Species of gastropod

Turbonilla aragoni is a species of sea snail, a marine gastropod mollusk in the family Pyramidellidae, the pyrams and their allies.

==Description==
The shell has an elongate-conic shape. The anterior half of whorls is chestnut brown, the rest flesh colored. The length of the shell measures 7.2 mm.

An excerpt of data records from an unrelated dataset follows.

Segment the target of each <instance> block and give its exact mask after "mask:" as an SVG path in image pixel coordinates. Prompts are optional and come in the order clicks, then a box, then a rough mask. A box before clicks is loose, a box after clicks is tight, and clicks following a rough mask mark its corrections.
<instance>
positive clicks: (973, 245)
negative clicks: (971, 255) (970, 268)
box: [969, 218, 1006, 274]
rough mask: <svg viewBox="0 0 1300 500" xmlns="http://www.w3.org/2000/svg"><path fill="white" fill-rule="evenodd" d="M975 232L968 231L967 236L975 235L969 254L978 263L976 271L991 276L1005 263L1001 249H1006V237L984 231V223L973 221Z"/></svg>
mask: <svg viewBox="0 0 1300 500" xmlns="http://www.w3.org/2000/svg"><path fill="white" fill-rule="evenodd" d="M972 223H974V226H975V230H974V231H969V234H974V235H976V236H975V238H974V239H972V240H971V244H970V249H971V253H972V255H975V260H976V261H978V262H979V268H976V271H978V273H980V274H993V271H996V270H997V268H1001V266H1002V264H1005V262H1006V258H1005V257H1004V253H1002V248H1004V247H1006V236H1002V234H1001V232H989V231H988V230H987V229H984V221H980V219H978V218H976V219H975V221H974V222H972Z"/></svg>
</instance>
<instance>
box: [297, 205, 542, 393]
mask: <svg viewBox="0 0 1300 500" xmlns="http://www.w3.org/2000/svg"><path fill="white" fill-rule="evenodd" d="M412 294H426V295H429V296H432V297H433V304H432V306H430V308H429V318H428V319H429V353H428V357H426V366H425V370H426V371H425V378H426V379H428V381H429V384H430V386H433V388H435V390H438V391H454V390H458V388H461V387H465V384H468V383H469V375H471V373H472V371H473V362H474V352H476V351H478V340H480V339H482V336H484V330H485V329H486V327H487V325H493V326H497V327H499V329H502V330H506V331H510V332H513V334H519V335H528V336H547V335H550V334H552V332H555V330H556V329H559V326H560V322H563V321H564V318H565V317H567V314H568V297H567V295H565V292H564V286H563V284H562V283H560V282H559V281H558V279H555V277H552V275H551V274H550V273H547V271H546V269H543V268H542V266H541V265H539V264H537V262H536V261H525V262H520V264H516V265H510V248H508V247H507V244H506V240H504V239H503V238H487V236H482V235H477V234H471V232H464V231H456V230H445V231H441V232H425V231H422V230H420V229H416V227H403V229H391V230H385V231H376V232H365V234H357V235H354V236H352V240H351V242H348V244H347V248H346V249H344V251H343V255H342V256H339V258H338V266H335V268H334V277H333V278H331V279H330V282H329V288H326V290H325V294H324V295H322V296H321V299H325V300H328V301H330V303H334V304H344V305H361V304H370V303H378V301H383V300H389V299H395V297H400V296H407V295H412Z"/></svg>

The two whorlsof the protoconch form a depressed helicoid spire, whose axis is at right angles to that of the succeeding turns, in the first of which it is one-fifth immersed. The ten whorls of the teleoconch are well rounded, slightly contracted at the suture, and appressed at the summit. They are marked by acute vertical axial ribs, of which 16 occur upon the first to seventh, 20 upon the eighth, and 26 upon the penultimate turn. The intercostal spaces are about two and one-half times as wide as the ribs. They are marked by fine lines of growth and seven strongly incised spiral grooves, and numerous exceedingly fine, spiral striations. The sutures are slightly contracted. The periphery of the body whorl is slightly angulated. It is marked by a narrow plain band. The base of the shell is short, and well rounded. It is marked by fifteen well incised and numerous very fine spiral lines. The aperture is rhomboidal. The posterior angle is obtuse. The outer lip is thin, showing the external sculpture within. The columella is slender and slightly curved.

==Distribution==
This species occurs in the Pacific Ocean off Monterey Bay, California.